USA: Verhaftung von Demo-Tweetern
Während der Proteste gegen einen G20-Gipfel in Pittsburgh im September letzten Jahres hat die Polizei zwei Medienaktivisten aus New York in Haft genommen. Die beiden hatten während der Proteste einen Kanal des Microblogging-Dienstes Twitter betrieben, in dem aktuell über die laufenden Polizeimaßnahmen gegen DemonstrantInnen informiert wurde. Daraufhin stürmte die Polizei das Hotelzimmer der beiden Medienaktivisten und beschlagnahmte ihr Equipment. Ein Polizeisprecher rechtfertigte den Überfall damit, dass die beiden „ganz klar die Arbeit der Behörden behindert“ hätten. Ein sofort eingeleitetes Ermittlungsverfahren wurde inzwischen wieder eingestellt.
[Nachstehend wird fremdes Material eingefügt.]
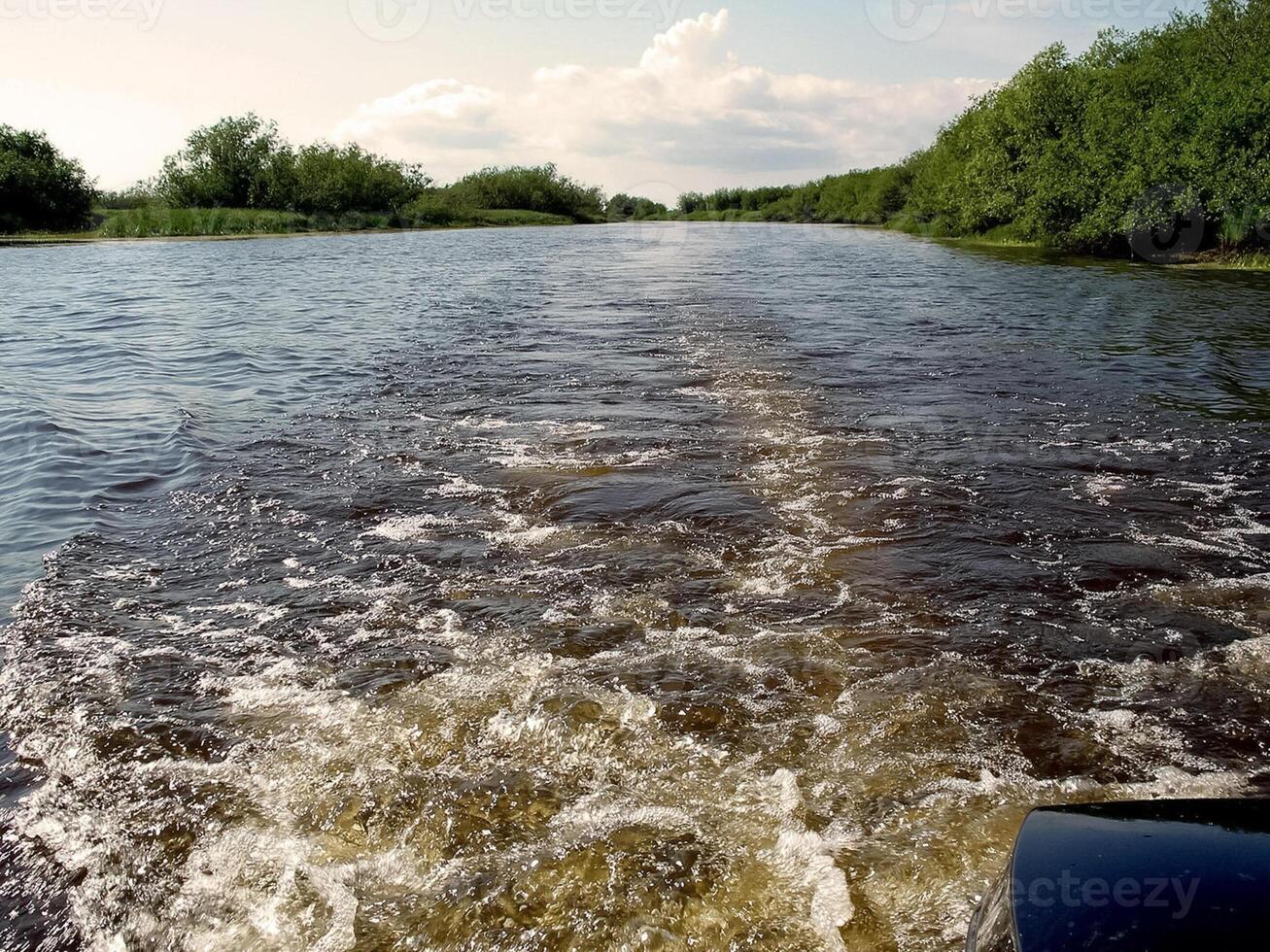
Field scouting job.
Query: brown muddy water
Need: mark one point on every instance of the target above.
(634, 588)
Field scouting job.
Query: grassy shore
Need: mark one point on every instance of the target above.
(153, 222)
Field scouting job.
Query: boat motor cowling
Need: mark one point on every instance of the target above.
(1159, 876)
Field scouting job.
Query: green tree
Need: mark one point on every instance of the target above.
(235, 162)
(40, 188)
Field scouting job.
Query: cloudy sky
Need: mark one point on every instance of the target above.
(656, 96)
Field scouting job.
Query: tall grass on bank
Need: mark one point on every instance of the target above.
(1154, 144)
(227, 222)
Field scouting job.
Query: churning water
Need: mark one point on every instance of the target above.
(628, 588)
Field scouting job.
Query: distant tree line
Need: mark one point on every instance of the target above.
(1165, 131)
(243, 164)
(1152, 133)
(40, 188)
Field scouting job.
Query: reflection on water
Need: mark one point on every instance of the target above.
(662, 587)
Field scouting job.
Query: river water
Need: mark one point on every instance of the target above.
(645, 587)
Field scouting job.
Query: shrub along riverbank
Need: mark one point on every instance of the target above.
(238, 177)
(1154, 145)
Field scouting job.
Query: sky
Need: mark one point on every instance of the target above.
(646, 96)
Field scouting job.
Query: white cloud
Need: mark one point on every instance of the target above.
(689, 116)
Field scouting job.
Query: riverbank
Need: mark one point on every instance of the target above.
(133, 223)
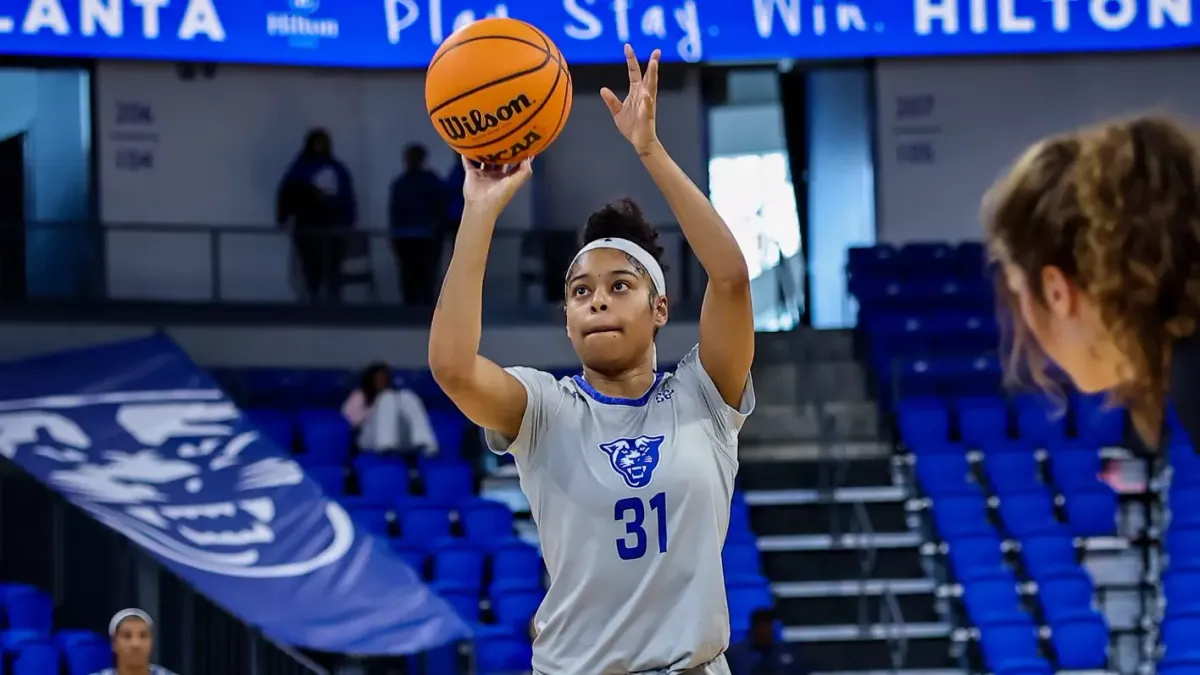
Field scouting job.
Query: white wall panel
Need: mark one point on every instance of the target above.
(947, 130)
(215, 150)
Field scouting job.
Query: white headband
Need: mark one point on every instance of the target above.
(633, 250)
(643, 257)
(127, 614)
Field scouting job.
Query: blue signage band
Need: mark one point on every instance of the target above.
(403, 34)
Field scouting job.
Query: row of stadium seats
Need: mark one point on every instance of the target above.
(1026, 420)
(29, 644)
(1011, 482)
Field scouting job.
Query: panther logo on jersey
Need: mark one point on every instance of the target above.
(634, 459)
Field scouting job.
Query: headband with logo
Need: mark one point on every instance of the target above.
(633, 250)
(643, 257)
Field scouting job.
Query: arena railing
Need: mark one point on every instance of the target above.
(258, 266)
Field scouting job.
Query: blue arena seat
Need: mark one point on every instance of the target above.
(383, 484)
(978, 559)
(991, 601)
(1039, 418)
(485, 521)
(28, 610)
(743, 599)
(516, 563)
(277, 426)
(1012, 472)
(1097, 423)
(459, 562)
(516, 607)
(1049, 555)
(463, 599)
(448, 482)
(982, 419)
(324, 436)
(423, 521)
(331, 479)
(499, 651)
(1092, 513)
(961, 517)
(36, 658)
(376, 520)
(1030, 514)
(946, 476)
(1012, 646)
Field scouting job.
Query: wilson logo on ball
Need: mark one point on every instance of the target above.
(478, 121)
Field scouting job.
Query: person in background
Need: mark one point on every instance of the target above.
(761, 653)
(132, 633)
(388, 419)
(417, 213)
(316, 198)
(455, 180)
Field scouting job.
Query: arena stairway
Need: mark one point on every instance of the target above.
(845, 566)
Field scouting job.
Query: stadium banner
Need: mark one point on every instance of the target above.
(405, 33)
(141, 437)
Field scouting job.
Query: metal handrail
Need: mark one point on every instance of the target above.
(217, 256)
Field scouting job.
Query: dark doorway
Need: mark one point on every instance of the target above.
(12, 217)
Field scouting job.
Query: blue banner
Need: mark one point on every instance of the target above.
(405, 33)
(141, 437)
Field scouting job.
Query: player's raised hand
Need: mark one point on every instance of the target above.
(635, 114)
(492, 187)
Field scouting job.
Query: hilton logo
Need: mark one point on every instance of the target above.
(478, 121)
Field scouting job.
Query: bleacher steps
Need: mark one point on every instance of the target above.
(781, 469)
(835, 542)
(845, 420)
(862, 655)
(847, 608)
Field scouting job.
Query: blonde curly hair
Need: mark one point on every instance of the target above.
(1116, 208)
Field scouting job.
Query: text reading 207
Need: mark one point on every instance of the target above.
(633, 512)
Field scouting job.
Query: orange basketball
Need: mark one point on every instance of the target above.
(498, 91)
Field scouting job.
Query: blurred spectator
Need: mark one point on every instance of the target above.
(418, 222)
(455, 179)
(761, 653)
(132, 644)
(385, 418)
(317, 199)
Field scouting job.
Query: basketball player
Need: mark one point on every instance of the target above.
(132, 634)
(1097, 242)
(629, 472)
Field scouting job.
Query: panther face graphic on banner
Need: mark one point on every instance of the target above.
(183, 475)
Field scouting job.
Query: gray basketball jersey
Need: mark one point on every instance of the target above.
(631, 500)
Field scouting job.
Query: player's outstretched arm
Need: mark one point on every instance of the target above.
(726, 318)
(483, 390)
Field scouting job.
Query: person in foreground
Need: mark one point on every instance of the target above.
(629, 472)
(132, 634)
(1096, 236)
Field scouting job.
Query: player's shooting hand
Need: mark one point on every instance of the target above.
(635, 114)
(492, 187)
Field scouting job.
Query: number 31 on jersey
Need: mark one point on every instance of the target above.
(634, 512)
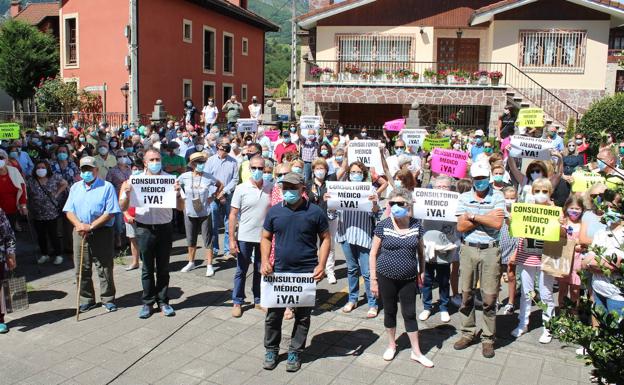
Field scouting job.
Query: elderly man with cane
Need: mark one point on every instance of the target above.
(91, 208)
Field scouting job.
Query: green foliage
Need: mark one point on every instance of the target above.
(605, 115)
(26, 56)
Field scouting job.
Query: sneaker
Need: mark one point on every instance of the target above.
(424, 315)
(167, 310)
(270, 360)
(546, 337)
(146, 311)
(189, 266)
(294, 362)
(110, 307)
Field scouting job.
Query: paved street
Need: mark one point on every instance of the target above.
(203, 344)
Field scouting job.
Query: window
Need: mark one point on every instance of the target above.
(245, 45)
(552, 51)
(209, 49)
(71, 41)
(208, 92)
(244, 93)
(228, 53)
(187, 31)
(187, 89)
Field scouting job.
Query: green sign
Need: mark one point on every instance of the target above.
(9, 131)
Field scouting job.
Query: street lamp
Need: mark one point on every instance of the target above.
(124, 91)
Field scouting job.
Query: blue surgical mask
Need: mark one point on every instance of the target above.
(291, 196)
(154, 167)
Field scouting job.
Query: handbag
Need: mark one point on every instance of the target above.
(558, 257)
(13, 296)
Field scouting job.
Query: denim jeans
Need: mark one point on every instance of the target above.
(357, 263)
(243, 259)
(221, 213)
(441, 272)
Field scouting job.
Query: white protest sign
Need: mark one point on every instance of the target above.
(350, 196)
(529, 147)
(367, 152)
(310, 122)
(247, 125)
(153, 191)
(288, 290)
(438, 205)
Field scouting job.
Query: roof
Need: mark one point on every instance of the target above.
(34, 13)
(226, 8)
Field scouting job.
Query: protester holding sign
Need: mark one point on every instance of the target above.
(297, 226)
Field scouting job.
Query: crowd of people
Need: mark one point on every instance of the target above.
(268, 191)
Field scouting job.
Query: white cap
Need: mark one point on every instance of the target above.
(480, 169)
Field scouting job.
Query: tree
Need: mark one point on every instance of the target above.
(27, 56)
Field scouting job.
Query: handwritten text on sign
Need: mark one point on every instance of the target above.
(529, 147)
(535, 221)
(449, 162)
(153, 191)
(288, 290)
(351, 196)
(435, 204)
(367, 152)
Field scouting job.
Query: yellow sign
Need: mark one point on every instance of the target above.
(535, 221)
(530, 117)
(9, 131)
(583, 180)
(431, 143)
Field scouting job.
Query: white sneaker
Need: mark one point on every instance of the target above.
(517, 332)
(189, 266)
(546, 337)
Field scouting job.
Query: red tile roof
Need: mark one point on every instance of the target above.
(34, 13)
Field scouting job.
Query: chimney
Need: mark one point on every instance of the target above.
(16, 7)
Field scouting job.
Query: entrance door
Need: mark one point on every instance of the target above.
(458, 54)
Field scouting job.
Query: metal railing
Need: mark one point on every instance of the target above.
(440, 74)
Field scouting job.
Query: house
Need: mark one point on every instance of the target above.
(172, 50)
(365, 61)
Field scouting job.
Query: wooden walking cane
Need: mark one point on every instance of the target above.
(79, 280)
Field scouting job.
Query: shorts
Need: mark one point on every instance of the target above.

Lidl: Mitarbeiterdaten offen zugänglich
Der europaweit agierende Lebensmittel-Multi Lidl, der bereits mehrfach durch Verstöße gegen den Datenschutz seiner MitarbeiterInnen aufgefallen ist, versucht derzeit, sein Image mit einer Kampagne aufzupolieren. Demnach seien die Preise der Firma alles, außer teuer. Teuer darf scheinbar auch die Sicherheitstechnik für die IT-Infrastruktur des Konzerns nicht sein. Das legt jedenfalls eine Sicherheitslücke nahe, durch die auf einem Server des Konzerns tausende Dokumente mit sensiblen Informationen innerhalb des Unternehmens offen zugänglich waren. Dazu gehörten auch Personalunterlagen wie Abmahnungen, Krankmeldungen und Schriftverkehr mit Ärzten. Ein ehemaliger Lidl-Mitarbeiter erhielt eine Festplatte zugespielt, auf der sich mehr als 200.000 solch sensibler Dokumente befanden, die offensichtlich von dem Server abgezogen wurden. Nach Angaben des Mitarbeiters habe dieser versucht, Lidl von dem Leck in Kenntnis zu setzen. Dort habe man ihn aber mit einem einfachen „Na und?“ abgewimmelt. Erst als er die Presse eingeschaltet habe, habe Lidl ihn aufgefordert, die Festplatte unverzüglich der Staatsanwaltschaft zu übergeben.